I'll actually go back to my View menu and then turn my Overprint Preview off. So again merely what I'm seeing here are CMYK values for my spot color. Now, if you really want to be able to see and work with these colors more efficiently inside of Illustrator. You can go to your Swatches panel and also click on the little panel menu here and choose something called Spot Colors. Here, you could choose a default setting for what Illustrator uses in their regular display mode. Now, as I mentioned before, a Book Color swatch contains both CMYK and also Lab values. By default in Regular Preview mode, Illustrator uses CMYK. By choosing this option, I could tell Illustrator to always use the Lab values even in my regular preview mode.

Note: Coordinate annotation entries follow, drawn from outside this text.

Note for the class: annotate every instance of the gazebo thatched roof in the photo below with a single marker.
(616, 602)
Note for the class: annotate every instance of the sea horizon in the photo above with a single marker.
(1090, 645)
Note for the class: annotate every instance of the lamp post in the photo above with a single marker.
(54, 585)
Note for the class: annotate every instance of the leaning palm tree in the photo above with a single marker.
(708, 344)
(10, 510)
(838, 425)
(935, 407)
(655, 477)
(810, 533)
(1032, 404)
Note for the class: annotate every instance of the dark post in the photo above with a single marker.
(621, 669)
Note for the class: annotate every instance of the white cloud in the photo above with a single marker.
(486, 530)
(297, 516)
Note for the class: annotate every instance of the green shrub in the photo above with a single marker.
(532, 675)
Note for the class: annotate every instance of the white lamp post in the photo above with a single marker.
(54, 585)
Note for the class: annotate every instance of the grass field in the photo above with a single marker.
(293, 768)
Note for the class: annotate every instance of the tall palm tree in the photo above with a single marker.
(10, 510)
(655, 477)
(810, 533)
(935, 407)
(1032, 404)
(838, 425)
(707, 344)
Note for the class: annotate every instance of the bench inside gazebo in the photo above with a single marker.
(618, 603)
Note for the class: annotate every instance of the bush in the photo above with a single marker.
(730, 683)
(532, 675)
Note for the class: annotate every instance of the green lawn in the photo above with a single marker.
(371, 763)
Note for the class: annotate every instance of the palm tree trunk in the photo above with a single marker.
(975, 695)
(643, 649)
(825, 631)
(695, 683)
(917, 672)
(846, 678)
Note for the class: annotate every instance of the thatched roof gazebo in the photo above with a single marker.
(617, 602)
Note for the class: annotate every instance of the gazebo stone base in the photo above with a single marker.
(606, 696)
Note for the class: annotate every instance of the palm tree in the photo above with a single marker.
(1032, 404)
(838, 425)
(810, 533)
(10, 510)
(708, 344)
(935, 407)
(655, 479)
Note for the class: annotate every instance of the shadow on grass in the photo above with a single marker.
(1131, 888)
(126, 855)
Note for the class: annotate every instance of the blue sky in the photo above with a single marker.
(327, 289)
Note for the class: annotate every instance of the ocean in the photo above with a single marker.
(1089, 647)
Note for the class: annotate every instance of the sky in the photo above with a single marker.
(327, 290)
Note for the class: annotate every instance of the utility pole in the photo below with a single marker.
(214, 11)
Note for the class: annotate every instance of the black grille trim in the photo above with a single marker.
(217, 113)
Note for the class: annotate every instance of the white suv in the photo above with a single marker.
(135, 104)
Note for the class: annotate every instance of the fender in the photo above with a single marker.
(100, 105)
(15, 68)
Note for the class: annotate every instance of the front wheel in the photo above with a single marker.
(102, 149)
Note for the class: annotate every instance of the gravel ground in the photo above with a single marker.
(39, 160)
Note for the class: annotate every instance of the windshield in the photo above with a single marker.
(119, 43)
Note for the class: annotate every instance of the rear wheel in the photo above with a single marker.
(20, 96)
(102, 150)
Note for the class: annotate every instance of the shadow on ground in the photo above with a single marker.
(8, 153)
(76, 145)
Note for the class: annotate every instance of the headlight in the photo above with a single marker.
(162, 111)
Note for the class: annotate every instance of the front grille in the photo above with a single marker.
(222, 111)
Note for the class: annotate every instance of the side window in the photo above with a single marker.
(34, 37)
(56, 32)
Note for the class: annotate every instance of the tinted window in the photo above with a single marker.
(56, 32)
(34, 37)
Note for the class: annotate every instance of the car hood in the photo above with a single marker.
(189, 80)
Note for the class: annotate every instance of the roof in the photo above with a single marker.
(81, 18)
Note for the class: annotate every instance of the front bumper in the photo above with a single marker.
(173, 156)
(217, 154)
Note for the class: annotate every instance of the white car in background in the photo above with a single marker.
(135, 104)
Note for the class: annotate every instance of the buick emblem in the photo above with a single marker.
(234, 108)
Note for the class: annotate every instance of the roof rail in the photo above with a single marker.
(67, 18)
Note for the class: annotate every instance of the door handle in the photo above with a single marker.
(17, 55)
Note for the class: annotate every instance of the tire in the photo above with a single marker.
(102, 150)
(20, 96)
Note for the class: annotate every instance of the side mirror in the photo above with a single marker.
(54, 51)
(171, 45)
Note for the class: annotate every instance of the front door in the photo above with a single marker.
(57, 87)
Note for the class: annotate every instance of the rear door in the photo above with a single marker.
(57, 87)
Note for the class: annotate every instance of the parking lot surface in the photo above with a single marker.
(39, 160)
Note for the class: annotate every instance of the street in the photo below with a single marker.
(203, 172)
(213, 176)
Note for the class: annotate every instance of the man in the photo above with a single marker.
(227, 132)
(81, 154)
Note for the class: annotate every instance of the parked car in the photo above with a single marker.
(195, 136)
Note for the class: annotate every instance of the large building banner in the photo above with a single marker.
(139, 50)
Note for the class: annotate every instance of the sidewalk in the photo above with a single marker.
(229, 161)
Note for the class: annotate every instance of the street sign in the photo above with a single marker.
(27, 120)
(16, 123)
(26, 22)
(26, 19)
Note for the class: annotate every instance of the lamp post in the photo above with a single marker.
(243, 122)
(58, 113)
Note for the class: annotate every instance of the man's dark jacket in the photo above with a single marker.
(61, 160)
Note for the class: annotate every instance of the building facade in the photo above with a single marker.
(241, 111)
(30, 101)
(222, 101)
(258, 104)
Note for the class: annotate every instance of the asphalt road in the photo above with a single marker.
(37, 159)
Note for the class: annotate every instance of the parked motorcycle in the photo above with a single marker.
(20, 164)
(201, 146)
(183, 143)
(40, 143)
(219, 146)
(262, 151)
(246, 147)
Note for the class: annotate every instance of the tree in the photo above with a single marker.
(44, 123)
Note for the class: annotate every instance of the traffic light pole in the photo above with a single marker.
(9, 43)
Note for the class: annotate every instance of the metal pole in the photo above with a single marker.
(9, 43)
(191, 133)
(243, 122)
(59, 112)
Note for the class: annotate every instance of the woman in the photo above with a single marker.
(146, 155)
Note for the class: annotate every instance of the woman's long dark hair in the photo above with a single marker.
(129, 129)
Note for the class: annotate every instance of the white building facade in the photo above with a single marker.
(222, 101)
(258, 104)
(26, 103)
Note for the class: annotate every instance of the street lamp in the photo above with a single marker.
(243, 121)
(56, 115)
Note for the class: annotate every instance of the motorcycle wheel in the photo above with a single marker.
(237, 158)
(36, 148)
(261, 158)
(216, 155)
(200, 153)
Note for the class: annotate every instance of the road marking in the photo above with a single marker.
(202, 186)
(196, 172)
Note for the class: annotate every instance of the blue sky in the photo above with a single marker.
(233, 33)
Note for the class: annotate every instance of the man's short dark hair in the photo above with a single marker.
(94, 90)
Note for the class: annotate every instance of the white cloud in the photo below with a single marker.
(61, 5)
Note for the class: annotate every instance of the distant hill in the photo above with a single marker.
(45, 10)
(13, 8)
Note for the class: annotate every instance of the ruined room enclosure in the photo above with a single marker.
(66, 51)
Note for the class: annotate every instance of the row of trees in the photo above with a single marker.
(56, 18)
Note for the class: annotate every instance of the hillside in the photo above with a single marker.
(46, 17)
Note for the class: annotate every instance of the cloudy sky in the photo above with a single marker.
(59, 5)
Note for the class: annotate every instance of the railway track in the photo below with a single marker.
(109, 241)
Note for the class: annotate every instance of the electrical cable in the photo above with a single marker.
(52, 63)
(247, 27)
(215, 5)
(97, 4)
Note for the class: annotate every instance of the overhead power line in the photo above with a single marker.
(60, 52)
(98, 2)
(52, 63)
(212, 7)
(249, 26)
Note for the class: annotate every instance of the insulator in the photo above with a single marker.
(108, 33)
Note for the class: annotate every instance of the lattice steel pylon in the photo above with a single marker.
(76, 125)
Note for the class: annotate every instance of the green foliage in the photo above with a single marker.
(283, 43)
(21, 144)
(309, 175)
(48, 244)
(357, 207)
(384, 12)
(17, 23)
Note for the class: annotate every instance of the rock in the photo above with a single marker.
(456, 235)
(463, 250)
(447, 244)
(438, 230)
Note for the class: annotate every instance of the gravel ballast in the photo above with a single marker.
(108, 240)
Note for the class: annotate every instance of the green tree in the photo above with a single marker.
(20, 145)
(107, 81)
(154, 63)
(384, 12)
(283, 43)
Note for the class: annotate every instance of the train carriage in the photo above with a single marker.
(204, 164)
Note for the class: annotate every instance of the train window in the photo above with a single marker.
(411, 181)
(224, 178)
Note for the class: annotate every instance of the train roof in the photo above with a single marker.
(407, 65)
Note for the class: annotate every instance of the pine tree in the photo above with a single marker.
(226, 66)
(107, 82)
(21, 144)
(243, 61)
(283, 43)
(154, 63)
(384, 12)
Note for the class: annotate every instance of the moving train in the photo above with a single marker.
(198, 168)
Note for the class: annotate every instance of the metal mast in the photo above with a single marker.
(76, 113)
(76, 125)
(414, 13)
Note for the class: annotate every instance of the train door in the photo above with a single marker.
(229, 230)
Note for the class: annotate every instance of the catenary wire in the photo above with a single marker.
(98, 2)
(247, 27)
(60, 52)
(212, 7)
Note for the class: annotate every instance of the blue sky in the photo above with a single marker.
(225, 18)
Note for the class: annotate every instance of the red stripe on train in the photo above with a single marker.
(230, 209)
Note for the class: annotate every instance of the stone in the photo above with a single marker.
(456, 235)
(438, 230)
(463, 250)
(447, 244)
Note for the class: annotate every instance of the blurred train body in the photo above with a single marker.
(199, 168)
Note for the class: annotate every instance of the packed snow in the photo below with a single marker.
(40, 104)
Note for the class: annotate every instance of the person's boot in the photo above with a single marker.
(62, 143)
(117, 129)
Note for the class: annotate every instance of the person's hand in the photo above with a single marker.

So now if I were to click OK and if I'd be inside of an RGB document, I would see the much brighter color displayed inside of my document. If you are a web designer, this could actually be a really good setting to use because you really know you're never actually going to go to print as a spot color, but you want to see the best possible spot colors in your document. So since you are going to be in RGB mode anyway, you may as well have your spot colors also being displayed with Lab color. However, if you are working in print, I wouldn't suggest that you actually use these Lab value settings because again, that means that anytime that you want to convert your particular spot color to process, the CMYK values that you are going to get are not going to be the ones specified by Pantone in their book. Instead, it will be a Lab to CMYK conversion.
So it definitely speaks to your printer before choosing any of these values. I'll click Cancel here and hopefully at this point here you really have a strong understanding of exactly what a Book Color is and more importantly, how to make Illustrator and Photoshop match each other when it comes to proofing colors.